Capitolo editoria. Non ritiene che in questi ultimi anni si sia investito poco? Ha qualche idea per sostenere sia il settore della distribuzione che l’emersione di giovani scrittori baresi?

"A Bari mancano le biblioteche; manca la cultura dello spazio pubblico per la lettura. Su questo ho molte idee, ma attendo di verificarle con attori istituzionali e civili. Dovremo lavorare a una festa dei lettori, per coinvolgere tutto il territorio metropolitano nel gioco meraviglioso della scoperta di storie. Perché questo solo so: il mondo cambia velocemente, ma tutti abbiamo bisogno per vivere, che qualcuno ci racconti belle storie. E noi lo faremo".

Molti hanno contestato ad Emiliano il non avere avuto un assessore ad hoc alla Cultura.  Che valutazione sente di dare all’amministrazione uscente?

"Emiliano ha saputo costruire una narrazione fisica, carnale della politica. Occupandosi personalmente di dossier e soluzioni concrete, ha fatto ombra alle sue Giunte, non consentendo l’emersione di personalità e capacità che pure c’erano, ma costrette al ruolo di comparse. Così facendo ha lasciato una traccia indelebile di sé, ma pochissime pratiche. Sicché oggi ricominciamo daccapo: su molti temi è come trovarsi in un immaginario dopoguerra.

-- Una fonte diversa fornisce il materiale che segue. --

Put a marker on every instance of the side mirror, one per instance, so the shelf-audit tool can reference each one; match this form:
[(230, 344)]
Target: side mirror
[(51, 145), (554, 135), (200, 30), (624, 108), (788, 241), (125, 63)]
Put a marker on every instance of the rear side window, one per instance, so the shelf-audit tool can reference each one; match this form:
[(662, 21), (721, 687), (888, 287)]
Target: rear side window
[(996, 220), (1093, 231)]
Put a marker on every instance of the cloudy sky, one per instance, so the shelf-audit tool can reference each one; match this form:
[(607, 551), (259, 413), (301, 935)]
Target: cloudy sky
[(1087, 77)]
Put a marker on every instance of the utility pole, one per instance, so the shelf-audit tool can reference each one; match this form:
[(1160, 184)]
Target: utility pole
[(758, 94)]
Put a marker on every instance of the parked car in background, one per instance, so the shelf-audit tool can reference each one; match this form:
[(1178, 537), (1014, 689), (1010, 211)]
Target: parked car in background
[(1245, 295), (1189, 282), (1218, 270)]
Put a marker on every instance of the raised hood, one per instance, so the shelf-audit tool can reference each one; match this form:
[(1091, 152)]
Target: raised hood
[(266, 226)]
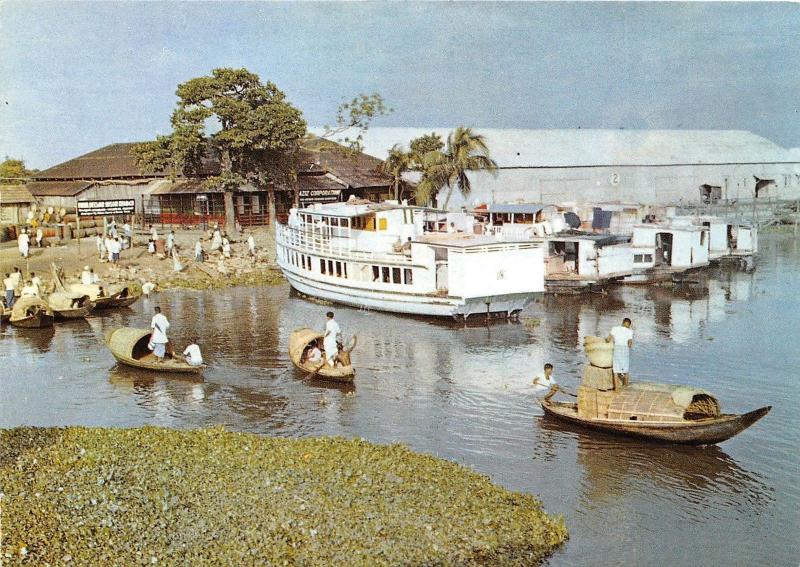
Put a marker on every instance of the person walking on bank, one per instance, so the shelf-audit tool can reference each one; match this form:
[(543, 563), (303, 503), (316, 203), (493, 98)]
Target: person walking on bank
[(160, 325), (8, 284), (332, 337), (622, 337), (251, 244)]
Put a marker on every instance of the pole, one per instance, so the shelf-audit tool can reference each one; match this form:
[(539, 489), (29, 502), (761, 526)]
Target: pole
[(78, 221)]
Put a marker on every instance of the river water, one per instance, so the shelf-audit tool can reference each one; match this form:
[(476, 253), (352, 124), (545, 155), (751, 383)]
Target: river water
[(464, 394)]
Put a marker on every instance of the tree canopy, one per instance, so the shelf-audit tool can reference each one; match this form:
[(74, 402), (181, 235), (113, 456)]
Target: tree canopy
[(13, 171)]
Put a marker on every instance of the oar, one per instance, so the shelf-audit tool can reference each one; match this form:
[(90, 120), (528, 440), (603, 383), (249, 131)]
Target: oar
[(312, 374)]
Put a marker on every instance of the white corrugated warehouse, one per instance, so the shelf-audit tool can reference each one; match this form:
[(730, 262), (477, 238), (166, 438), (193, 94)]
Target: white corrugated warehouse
[(643, 166)]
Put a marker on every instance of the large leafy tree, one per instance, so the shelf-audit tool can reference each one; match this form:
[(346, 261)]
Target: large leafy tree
[(466, 151), (249, 125), (13, 171)]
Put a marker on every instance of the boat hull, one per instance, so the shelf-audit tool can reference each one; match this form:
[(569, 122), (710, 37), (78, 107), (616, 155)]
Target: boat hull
[(701, 432), (407, 303)]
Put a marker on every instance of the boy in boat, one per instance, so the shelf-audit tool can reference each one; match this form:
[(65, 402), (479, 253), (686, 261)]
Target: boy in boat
[(622, 337), (192, 354), (332, 334), (159, 339)]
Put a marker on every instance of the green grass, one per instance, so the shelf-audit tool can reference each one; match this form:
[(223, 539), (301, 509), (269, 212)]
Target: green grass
[(211, 497)]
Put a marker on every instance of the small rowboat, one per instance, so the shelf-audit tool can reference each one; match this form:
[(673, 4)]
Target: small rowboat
[(300, 340), (31, 313), (129, 346), (69, 306), (707, 431)]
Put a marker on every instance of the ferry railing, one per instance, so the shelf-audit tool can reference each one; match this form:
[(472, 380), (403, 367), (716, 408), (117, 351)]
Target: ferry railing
[(321, 242)]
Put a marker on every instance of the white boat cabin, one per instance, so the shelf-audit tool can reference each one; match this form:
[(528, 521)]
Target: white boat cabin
[(662, 249), (393, 257), (573, 259)]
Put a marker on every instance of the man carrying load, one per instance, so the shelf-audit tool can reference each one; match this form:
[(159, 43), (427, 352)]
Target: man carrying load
[(622, 337)]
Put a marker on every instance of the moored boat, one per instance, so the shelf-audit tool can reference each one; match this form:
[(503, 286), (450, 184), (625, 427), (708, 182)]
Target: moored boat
[(69, 306), (129, 346), (31, 313), (706, 431), (300, 341)]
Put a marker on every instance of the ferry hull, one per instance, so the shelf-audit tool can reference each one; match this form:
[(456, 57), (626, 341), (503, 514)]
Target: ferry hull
[(410, 304)]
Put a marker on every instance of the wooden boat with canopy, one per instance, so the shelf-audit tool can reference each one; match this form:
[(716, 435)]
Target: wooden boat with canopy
[(660, 412), (129, 346), (69, 305), (299, 343), (31, 313), (104, 297)]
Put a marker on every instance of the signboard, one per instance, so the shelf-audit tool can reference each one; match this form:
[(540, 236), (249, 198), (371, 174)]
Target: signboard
[(106, 207), (308, 196)]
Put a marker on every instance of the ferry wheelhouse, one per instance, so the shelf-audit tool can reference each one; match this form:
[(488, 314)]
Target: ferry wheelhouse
[(663, 250), (574, 260), (394, 257)]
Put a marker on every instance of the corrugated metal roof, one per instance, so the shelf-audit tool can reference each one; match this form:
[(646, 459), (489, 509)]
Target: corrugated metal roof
[(57, 188), (517, 148), (14, 194)]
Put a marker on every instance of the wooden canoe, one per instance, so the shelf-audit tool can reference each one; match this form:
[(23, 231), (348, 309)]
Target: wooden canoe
[(129, 346), (31, 313), (706, 431), (69, 306), (302, 338)]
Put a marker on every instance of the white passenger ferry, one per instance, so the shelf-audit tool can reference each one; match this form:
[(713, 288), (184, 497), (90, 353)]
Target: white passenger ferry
[(404, 259)]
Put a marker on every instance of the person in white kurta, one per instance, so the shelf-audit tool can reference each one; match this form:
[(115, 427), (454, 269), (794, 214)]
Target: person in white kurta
[(160, 325), (23, 242), (332, 334)]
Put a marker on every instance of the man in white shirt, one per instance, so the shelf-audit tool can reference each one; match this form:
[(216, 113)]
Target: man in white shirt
[(192, 354), (159, 339), (23, 242), (622, 336), (332, 334), (29, 290), (8, 284)]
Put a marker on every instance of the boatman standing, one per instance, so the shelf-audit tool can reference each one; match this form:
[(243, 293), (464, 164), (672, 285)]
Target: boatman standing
[(332, 334), (159, 339), (622, 336)]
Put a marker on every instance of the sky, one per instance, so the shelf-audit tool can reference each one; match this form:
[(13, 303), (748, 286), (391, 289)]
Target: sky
[(77, 76)]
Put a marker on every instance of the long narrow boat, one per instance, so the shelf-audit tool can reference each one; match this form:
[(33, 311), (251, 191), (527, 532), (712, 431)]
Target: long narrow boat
[(299, 341), (706, 431), (69, 306), (129, 346), (31, 313)]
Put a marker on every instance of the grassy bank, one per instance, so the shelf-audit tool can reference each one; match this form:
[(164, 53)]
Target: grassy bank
[(209, 497)]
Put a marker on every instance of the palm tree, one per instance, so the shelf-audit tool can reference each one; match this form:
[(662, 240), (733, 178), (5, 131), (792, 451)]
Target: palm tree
[(395, 165), (466, 151)]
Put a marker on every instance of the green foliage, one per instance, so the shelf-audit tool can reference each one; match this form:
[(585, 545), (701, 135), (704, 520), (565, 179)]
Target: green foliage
[(250, 126), (13, 171), (357, 114), (79, 496), (466, 151)]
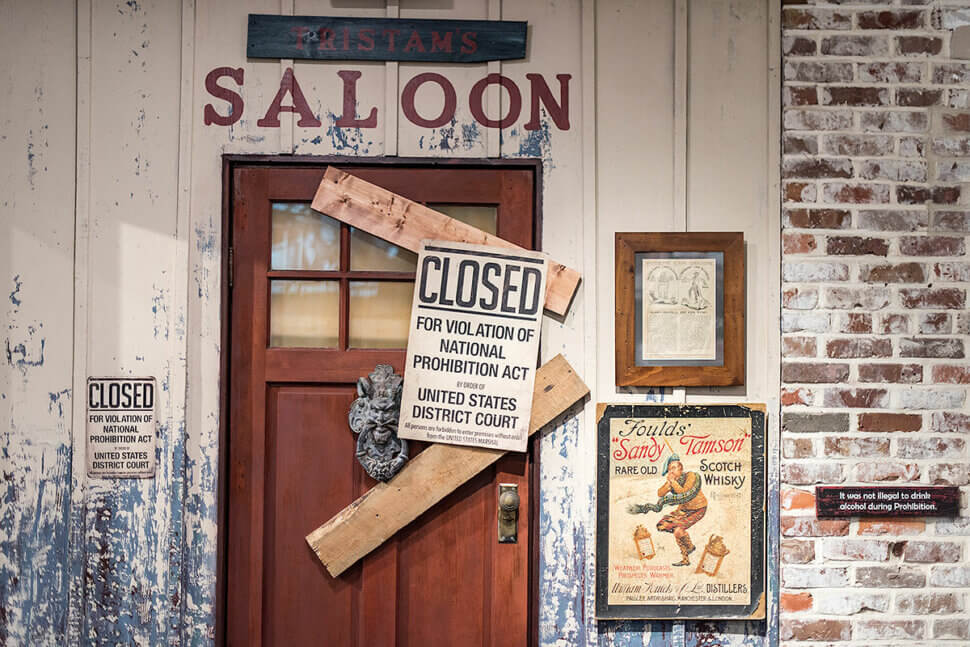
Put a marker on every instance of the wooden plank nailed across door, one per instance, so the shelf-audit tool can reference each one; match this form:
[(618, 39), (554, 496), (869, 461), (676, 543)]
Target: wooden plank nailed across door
[(429, 477), (405, 223)]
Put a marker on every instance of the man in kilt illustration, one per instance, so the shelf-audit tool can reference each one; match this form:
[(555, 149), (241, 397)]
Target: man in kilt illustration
[(682, 489)]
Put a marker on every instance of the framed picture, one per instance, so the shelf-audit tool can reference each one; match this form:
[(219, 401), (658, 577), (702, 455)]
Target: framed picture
[(680, 521), (679, 309)]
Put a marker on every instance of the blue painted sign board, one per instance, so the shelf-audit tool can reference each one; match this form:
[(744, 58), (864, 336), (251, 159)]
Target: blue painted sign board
[(384, 39)]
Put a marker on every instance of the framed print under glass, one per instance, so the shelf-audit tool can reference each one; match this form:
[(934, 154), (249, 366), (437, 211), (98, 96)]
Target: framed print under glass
[(679, 309)]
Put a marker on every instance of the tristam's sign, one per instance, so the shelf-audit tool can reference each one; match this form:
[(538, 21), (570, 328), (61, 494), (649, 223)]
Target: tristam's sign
[(121, 427), (473, 345), (384, 39)]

Sulle culture e sul turismo, dove sostanzialmente è mancata non solo la guida, ma la visione complessiva, io mi sento di danzare sulle macerie e di confrontarmi con operatori abituati per troppo tempo a stare in coda ad agitare la tessera dell’annona o a ricorrere al mercato nero".

Decaro ha detto che i primi 100 giorni saranno decisivi. Che obiettivi si dà per i suoi primi 100 giorni?

"I nostri 100 giorni sono un continuo apprendistato, un risolvere problemi imminenti, un pensare strategico, uno sciogliere nodi. Io, per me, conto di attivare energie e di cambiare le regole del gioco. Perché così com’è, oggi, c’è chi vince e chi perde. Ed io non voglio lasciare indietro nessuno, valorizzando però le idee innovative e la creatività vera, non il de-javù. E mi concentrerò molto, da settembre, ad ascoltare e decidere, a pianificare e dare visioni su cui ingaggiare i soggetti produttivi e creativi ad alzare l’asticella della propria offerta di spettacoli e cultura, perché solo così potremo attrarre turisti: aumentando la qualità sociale di chi vive a Bari e nei 41 comuni della sua area metropolitana".